There is no evidence that the Assyrian winged bull or Mosul/Nineveh Museum’s other artefacts have been destroyed
24 News (@24news__) reported in Arabic, ‘Iraq: “Daash” gunmen seize Nineveh Museum, and they destroyed ancient masterpieces, including the rare Assyrian winged bull [العراق : مسلحو "داعش" يستولون على متحف نينوى ويقومون بتكسير التحف منها تحفة الثور الاشوري المجنح النادرة]‘. Coptic Nationalism (@DioscorusBoles) repeated the news in English, ‘ISIS destroys archaeological monuments at Mosul (Nineveh) Museum, including the famous winged Assyrian bull’ (and others copied-and-pasted or modified it).
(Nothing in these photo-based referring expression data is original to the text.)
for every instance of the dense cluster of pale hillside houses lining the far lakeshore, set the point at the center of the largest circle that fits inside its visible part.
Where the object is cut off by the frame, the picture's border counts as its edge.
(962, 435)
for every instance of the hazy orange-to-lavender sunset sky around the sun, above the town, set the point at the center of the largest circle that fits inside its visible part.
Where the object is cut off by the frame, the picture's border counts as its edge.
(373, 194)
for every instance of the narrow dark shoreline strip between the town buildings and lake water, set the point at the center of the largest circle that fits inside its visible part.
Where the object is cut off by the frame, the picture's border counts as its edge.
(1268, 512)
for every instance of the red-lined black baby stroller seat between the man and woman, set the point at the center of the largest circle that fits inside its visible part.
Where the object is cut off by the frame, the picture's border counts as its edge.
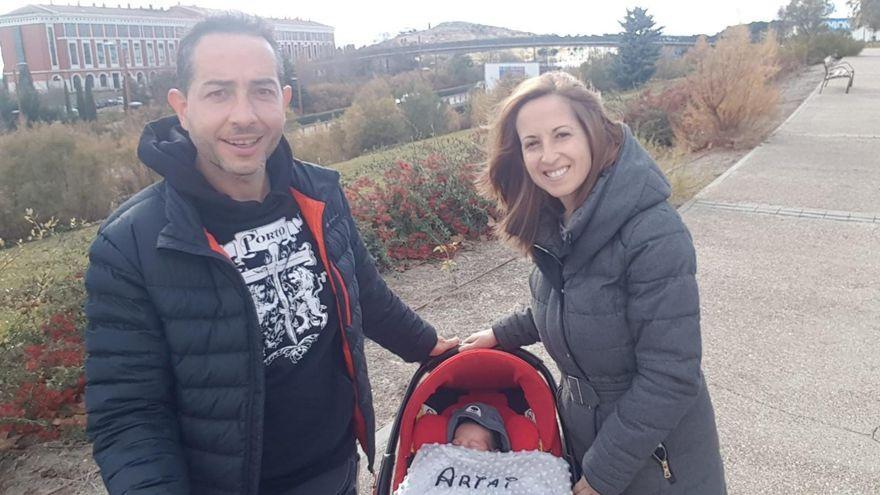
(516, 383)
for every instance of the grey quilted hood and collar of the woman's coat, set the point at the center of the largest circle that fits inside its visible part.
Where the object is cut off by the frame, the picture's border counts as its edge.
(634, 183)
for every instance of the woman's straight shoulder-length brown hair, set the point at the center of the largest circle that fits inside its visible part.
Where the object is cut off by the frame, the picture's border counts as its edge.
(506, 180)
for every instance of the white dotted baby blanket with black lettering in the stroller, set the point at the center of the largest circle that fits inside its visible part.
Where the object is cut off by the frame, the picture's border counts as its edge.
(451, 470)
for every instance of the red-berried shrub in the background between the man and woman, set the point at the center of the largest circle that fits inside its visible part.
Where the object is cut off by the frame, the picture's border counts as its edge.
(416, 207)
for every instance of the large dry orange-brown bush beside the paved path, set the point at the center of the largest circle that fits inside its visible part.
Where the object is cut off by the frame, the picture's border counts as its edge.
(729, 92)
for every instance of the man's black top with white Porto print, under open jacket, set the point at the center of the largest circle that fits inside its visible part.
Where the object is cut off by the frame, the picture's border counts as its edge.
(309, 405)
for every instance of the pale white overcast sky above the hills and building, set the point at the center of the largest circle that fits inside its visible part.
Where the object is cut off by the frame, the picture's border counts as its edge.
(363, 22)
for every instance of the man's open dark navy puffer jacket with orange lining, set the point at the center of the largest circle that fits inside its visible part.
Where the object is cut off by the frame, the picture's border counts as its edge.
(175, 379)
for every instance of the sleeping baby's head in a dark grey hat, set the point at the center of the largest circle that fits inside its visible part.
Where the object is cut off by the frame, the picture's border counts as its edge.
(478, 426)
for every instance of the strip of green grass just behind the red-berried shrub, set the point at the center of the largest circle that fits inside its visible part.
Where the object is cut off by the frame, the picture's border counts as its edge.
(460, 142)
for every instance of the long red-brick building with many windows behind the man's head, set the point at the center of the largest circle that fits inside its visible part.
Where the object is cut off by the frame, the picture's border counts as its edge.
(68, 42)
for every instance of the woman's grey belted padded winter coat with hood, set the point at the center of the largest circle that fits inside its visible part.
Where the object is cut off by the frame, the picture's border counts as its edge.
(615, 302)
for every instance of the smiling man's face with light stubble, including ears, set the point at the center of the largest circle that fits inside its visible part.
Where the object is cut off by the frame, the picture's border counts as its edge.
(234, 108)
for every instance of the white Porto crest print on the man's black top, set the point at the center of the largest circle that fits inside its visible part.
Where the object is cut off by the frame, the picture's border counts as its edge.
(281, 275)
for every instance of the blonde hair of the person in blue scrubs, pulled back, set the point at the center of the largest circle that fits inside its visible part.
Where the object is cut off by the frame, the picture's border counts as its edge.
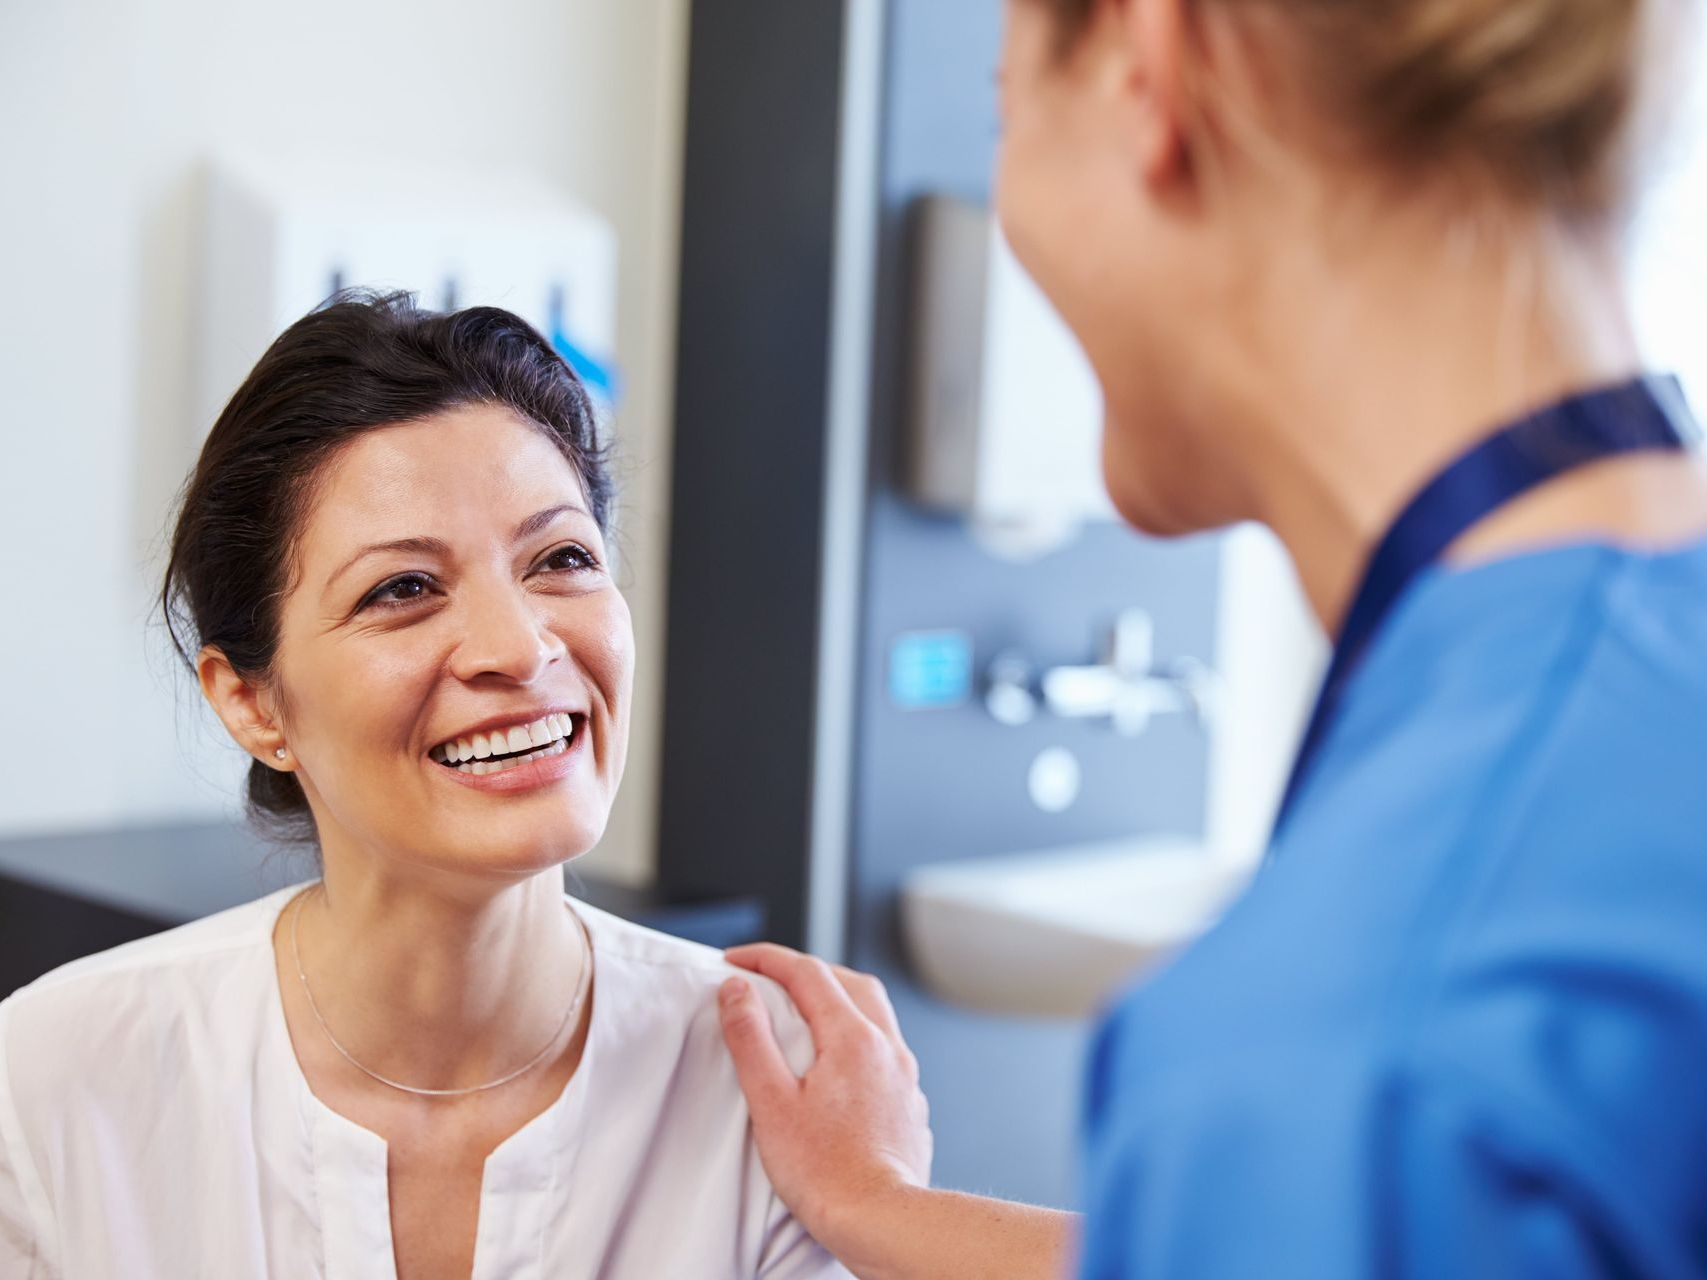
(1539, 96)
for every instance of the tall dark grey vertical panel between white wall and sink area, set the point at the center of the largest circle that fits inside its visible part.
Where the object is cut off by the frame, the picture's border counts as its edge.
(747, 508)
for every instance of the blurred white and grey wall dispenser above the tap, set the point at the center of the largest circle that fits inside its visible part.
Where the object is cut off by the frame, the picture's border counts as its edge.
(1005, 412)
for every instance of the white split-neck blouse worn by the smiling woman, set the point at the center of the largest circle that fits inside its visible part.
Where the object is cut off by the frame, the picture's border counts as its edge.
(156, 1126)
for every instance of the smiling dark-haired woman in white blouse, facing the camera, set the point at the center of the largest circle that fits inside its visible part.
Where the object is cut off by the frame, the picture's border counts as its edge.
(390, 579)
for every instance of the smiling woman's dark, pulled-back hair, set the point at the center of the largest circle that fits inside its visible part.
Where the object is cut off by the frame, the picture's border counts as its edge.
(358, 363)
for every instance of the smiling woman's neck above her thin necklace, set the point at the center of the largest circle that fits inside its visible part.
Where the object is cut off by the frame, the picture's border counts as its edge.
(440, 987)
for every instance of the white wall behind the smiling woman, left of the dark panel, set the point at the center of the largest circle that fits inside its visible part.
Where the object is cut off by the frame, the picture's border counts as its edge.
(108, 110)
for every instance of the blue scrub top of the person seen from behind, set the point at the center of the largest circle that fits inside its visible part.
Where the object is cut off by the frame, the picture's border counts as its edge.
(1459, 1027)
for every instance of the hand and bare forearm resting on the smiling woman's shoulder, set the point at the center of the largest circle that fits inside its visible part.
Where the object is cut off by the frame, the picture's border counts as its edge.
(848, 1146)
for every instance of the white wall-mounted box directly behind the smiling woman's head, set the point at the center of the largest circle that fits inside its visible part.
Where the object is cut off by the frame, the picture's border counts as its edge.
(284, 236)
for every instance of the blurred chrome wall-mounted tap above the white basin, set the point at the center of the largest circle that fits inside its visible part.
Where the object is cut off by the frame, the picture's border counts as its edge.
(1127, 687)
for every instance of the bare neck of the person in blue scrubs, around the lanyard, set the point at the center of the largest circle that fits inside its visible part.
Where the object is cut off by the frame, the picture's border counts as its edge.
(1375, 371)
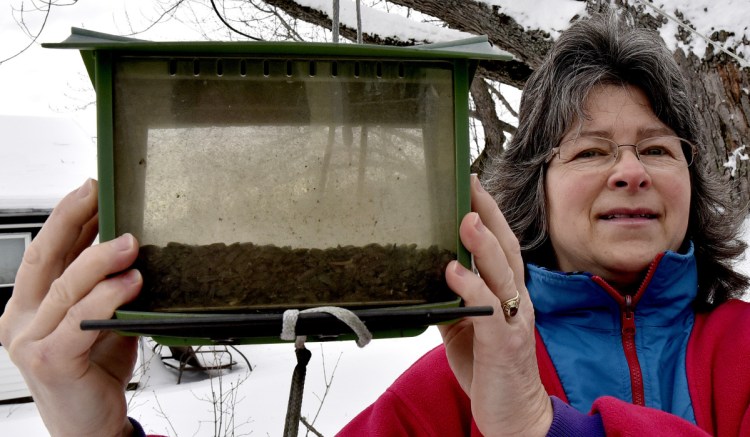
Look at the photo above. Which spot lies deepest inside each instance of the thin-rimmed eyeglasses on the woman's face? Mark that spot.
(596, 153)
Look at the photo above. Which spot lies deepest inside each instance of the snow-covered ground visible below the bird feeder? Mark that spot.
(355, 376)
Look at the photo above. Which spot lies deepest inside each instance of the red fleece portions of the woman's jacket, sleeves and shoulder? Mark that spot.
(427, 400)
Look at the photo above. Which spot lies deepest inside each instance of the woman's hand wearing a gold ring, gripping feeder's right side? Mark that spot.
(494, 358)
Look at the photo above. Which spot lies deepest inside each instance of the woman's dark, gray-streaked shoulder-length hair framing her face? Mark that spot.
(610, 49)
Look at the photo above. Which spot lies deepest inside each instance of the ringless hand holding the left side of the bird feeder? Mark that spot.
(77, 378)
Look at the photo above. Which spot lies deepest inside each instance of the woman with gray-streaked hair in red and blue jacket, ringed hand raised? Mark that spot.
(635, 328)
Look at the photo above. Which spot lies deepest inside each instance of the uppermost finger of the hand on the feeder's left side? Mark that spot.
(68, 227)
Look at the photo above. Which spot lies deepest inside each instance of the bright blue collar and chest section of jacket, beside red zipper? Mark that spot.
(581, 326)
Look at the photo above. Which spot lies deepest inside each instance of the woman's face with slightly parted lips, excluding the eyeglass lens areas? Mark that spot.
(613, 221)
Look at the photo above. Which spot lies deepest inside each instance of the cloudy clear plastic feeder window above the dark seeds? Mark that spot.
(287, 153)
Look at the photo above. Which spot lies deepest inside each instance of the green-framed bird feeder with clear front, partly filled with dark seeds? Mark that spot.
(265, 176)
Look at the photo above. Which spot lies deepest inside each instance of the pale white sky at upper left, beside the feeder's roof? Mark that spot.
(54, 82)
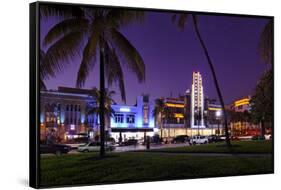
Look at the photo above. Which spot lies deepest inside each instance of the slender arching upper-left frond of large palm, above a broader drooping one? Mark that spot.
(64, 27)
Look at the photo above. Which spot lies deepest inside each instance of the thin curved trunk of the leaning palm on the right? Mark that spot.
(215, 79)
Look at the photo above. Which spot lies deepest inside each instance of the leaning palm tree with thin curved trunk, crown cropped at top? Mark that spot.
(181, 21)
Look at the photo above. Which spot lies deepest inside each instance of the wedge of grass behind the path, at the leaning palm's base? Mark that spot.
(238, 147)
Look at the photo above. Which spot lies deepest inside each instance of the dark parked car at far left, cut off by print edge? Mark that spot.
(52, 148)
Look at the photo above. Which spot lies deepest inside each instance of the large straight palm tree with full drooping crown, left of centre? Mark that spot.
(99, 29)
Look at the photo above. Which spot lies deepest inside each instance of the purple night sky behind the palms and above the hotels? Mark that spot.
(171, 55)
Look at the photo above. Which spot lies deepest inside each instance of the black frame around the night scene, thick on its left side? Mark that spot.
(34, 89)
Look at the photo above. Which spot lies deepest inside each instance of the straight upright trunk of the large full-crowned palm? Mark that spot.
(102, 99)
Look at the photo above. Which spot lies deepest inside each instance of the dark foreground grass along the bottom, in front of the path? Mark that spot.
(141, 166)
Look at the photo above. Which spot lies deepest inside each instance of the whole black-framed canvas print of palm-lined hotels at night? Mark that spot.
(122, 95)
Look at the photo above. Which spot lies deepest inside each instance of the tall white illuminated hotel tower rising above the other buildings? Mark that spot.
(197, 101)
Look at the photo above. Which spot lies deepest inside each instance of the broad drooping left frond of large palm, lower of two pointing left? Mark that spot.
(63, 51)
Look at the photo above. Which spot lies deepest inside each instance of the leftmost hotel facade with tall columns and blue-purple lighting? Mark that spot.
(63, 114)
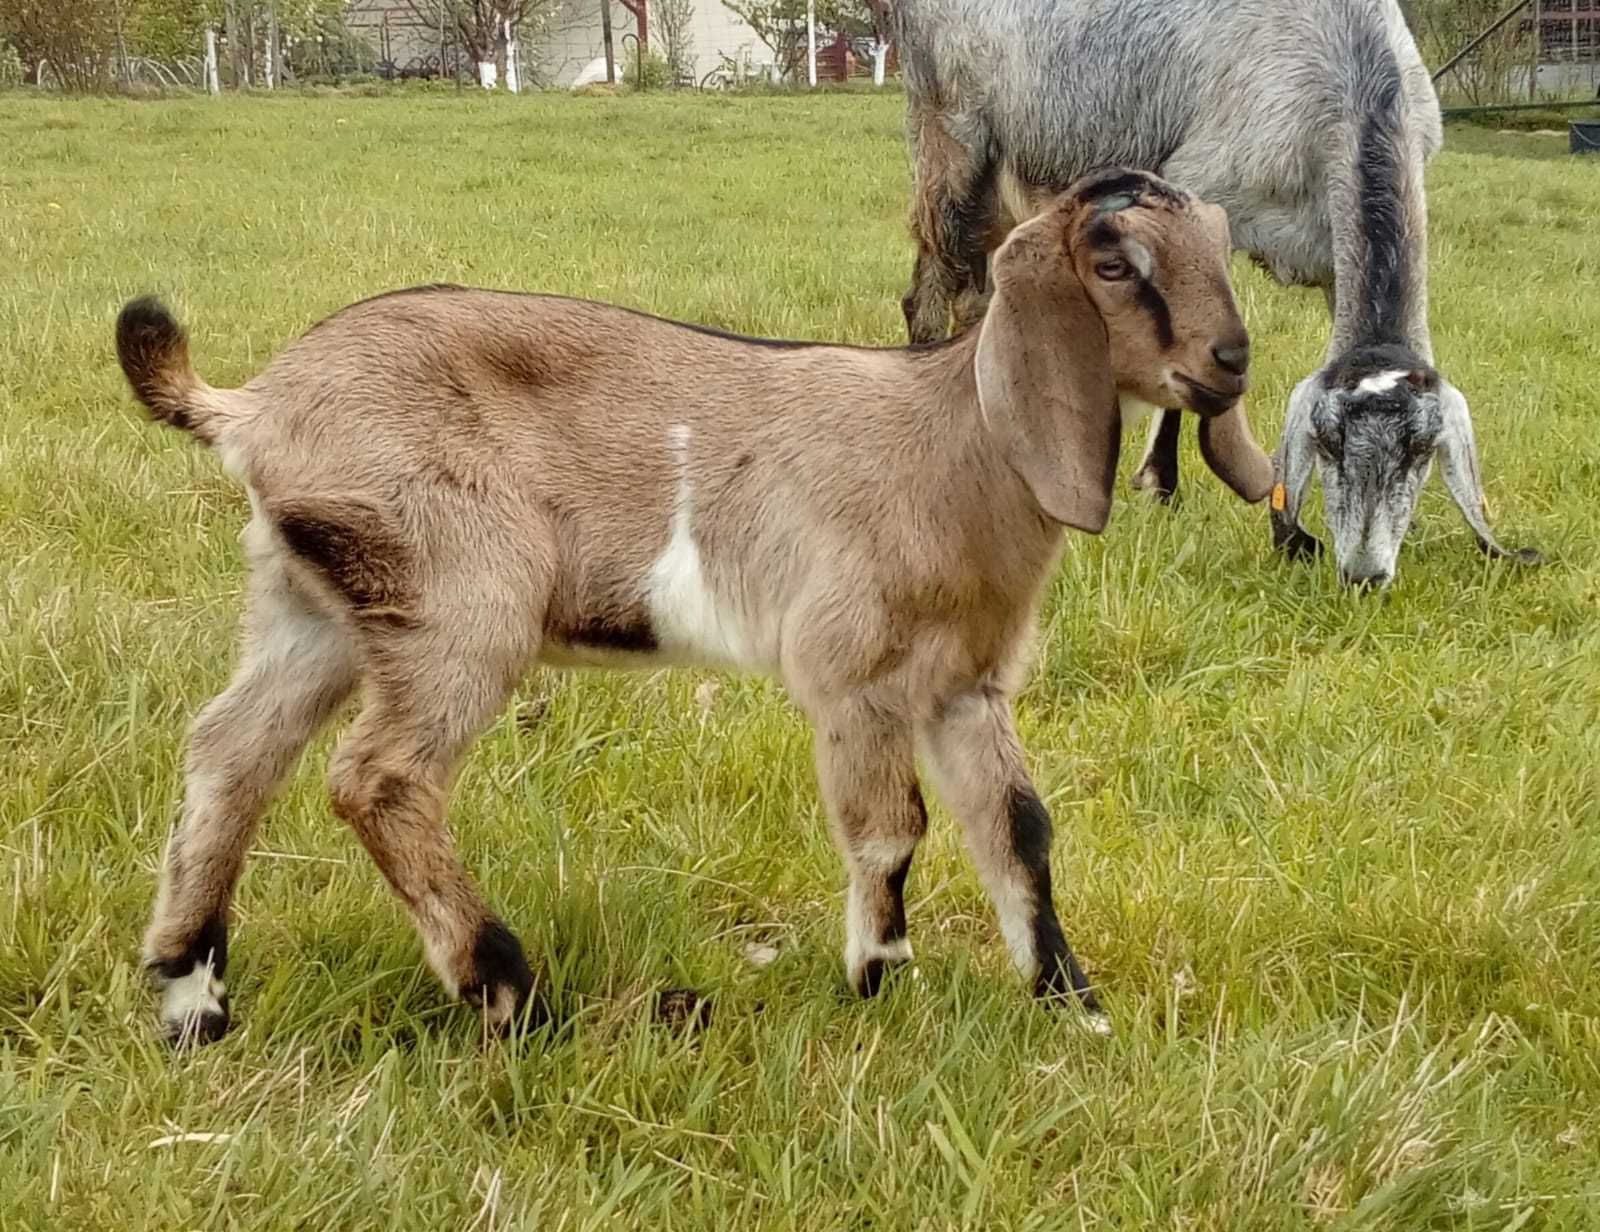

However, as Christopher Carlson (@C_Perspective_) observed, news and social media were [not] sharing [an image from Mosul]…. ‘The one in Mosul wasn’t in as good condition.’ Update (29th June 2014): Jastrow has kindly clarified that the šēdu/shedu/lamassu is ‘one of the reliefs from Dur-Sharrukin now at the Louvre, cf‘. (Making the original report even less reliable, there were two winged lions (not bulls) from Nimrud in Mosul Museum.) I haven’t been able to find any photos of artefacts from Nineveh Museum that have been destroyed by ISIS. I’ve searched the Arabic-language “news” but haven’t been able to find any report other than the original headline.
Moreover, the claims of the destruction of the winged bull and other artefacts were first spread on the 21st of June. Yet, on the 23rd, the British Institute for the Study of Iraq (BISI) issued a statement that did not mention any destruction at that (or any other) museum; and the Council Chair, Eleanor Robson (@Eleanor_Robson), explicitly stated that ‘all’ of the museums in the affected areas had been ‘reported safe so far’. There is no evidence that the Assyrian winged bull or Mosul/Nineveh Museum’s other artefacts have been destroyed.